Em causa está o teste de materiais essenciais para os sensores dos futuros telescópios de raios gama — instrumentos fundamentais para explorar fenómenos extremos do Universo. Para isso, é crucial desenvolver sensores capazes de resistir às condições extremas do ambiente orbital.
A experiência foi instalada no módulo Bartolomeo da ISS, em dezembro de 2024, sendo composta por amostras passivas de sensores e lentes Laue de raios gama, sistemas essenciais para a construção de telescópios de raios gama avançados.
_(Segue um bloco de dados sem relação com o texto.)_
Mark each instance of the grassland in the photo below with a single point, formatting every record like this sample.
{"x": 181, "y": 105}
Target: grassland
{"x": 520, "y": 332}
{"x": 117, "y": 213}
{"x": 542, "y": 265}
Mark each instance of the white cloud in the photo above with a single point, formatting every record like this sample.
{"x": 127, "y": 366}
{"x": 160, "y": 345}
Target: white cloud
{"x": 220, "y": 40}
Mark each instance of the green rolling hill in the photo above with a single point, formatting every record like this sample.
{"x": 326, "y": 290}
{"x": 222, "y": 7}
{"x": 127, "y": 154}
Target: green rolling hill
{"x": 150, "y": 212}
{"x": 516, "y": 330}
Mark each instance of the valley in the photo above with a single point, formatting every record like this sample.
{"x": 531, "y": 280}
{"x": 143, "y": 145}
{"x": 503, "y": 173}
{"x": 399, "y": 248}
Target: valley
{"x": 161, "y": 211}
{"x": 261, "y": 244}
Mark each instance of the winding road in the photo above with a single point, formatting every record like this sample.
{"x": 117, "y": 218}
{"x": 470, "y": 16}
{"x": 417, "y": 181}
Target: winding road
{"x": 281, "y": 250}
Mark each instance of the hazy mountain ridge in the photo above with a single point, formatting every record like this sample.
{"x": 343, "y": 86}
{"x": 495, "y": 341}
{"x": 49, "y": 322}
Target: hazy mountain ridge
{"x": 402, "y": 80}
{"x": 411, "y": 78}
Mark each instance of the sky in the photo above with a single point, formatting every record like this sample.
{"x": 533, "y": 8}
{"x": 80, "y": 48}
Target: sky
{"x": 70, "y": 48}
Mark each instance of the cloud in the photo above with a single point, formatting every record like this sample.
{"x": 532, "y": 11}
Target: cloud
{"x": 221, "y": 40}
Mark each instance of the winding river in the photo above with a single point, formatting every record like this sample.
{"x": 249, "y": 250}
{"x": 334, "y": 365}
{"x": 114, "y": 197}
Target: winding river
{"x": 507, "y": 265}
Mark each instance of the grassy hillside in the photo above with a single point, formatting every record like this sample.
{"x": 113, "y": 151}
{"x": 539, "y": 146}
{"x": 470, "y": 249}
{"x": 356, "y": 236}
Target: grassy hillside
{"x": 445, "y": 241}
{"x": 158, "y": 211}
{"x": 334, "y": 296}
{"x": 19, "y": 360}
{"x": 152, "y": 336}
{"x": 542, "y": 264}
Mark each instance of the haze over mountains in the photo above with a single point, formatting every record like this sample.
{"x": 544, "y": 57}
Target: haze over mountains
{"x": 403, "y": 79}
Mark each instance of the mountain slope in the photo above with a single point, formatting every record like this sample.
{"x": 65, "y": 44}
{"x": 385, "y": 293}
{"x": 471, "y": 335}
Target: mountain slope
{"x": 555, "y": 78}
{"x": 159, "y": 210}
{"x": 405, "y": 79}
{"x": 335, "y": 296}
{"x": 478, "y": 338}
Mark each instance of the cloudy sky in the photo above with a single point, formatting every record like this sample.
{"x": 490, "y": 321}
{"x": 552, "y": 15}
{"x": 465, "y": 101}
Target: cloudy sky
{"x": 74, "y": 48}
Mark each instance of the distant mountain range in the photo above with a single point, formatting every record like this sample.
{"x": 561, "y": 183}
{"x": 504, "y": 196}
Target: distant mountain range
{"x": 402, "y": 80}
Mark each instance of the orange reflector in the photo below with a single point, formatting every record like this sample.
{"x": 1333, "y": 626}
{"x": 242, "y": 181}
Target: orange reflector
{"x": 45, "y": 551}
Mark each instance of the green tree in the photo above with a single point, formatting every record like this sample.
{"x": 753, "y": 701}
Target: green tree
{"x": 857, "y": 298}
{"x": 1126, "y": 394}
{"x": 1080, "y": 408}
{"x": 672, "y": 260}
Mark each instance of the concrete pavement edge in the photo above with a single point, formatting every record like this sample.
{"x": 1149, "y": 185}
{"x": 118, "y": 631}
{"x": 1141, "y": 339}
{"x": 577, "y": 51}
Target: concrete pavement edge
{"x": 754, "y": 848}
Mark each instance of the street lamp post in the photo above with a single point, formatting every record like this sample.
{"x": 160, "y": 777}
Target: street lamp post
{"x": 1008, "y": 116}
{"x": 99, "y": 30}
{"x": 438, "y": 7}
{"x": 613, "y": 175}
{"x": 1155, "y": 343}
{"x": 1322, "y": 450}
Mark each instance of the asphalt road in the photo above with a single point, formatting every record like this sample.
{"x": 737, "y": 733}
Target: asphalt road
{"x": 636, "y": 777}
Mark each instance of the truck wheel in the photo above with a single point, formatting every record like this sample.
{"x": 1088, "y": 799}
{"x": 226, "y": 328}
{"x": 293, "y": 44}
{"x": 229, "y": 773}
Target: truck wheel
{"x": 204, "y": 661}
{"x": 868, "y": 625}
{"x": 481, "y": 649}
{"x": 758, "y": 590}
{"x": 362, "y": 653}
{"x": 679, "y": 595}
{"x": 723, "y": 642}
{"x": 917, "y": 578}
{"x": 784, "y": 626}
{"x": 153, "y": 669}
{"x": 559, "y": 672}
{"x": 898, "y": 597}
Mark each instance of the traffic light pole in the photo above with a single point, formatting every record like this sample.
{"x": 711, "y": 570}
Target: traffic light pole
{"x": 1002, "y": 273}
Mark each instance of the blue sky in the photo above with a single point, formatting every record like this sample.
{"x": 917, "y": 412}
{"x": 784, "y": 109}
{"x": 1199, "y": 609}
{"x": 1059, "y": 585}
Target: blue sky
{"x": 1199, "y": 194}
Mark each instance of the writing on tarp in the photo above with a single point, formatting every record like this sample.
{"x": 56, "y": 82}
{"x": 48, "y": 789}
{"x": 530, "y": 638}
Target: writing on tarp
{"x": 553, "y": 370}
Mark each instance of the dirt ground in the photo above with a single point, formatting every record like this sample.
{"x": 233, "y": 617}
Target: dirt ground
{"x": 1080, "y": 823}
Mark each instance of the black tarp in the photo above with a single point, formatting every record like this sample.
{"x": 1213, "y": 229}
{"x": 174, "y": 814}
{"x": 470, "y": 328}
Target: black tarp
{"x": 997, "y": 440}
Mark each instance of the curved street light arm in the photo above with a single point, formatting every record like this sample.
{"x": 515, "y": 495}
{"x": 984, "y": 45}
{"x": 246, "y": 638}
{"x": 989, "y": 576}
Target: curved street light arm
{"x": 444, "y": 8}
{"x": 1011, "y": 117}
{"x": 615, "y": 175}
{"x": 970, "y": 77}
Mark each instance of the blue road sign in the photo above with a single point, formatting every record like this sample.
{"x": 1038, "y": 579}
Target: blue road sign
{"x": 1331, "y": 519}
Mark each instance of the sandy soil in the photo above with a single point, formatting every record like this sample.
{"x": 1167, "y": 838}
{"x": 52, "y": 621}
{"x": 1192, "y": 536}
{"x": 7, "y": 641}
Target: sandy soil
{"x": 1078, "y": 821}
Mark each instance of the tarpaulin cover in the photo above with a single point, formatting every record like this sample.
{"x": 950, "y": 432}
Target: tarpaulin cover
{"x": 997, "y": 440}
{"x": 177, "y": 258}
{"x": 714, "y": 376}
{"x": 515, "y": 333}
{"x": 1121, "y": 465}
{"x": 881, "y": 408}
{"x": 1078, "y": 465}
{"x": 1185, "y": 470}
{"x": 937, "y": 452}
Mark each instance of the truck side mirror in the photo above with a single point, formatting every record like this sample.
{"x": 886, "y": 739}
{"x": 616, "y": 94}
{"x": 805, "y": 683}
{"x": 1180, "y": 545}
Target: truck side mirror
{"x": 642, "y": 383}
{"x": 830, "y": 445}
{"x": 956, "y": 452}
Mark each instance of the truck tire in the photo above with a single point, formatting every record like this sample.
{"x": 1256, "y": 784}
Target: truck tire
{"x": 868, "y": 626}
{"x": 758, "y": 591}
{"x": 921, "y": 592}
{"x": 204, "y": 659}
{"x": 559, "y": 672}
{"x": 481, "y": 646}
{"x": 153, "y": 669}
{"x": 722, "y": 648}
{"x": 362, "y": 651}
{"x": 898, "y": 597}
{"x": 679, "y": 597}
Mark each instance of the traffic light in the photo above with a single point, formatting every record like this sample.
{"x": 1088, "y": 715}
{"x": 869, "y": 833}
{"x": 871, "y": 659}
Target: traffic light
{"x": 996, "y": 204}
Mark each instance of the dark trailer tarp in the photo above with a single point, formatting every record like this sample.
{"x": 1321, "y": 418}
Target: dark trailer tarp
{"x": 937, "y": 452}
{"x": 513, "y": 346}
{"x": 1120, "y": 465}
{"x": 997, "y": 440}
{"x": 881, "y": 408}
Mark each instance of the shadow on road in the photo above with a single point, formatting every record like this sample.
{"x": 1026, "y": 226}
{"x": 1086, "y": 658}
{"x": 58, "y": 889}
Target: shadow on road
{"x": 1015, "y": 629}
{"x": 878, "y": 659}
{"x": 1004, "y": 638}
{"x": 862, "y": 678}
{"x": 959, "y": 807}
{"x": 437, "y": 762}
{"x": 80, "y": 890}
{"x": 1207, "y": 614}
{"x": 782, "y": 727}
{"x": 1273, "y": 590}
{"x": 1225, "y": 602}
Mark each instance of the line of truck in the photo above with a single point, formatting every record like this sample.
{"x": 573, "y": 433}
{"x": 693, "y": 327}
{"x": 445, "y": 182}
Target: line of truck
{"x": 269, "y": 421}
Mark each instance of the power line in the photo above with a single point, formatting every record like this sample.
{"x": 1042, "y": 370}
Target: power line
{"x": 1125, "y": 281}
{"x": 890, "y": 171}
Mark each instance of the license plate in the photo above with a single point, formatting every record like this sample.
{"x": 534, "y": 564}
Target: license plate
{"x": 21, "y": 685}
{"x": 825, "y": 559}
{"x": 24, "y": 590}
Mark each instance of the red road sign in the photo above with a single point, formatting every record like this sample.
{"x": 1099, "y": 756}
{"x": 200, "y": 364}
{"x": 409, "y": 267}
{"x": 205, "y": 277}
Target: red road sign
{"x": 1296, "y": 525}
As amostras agora recuperadas estiveram expostas a temperaturas entre -150°C e +120°C, radiação intensa e oxidação, numa plataforma exterior da Estação Espacial Internacional.
Nos próximos meses, a equipa liderada por Jorge Maia e Rui Curado Silva (do LIP) irá comparar os sensores que estiveram no espaço com sensores idênticos mantidos na Terra, avaliando a degradação e a viabilidade tecnológica para missões futuras. Os resultados poderão influenciar o desenvolvimento de telescópios de próxima geração e aumentar a sensibilidade de observação em astrofísica de altas energias.
A experiência GLOSS envolve instituições portuguesas e italianas e é financiada pela Agência Espacial Europeia e pela Agência Espacial Portuguesa.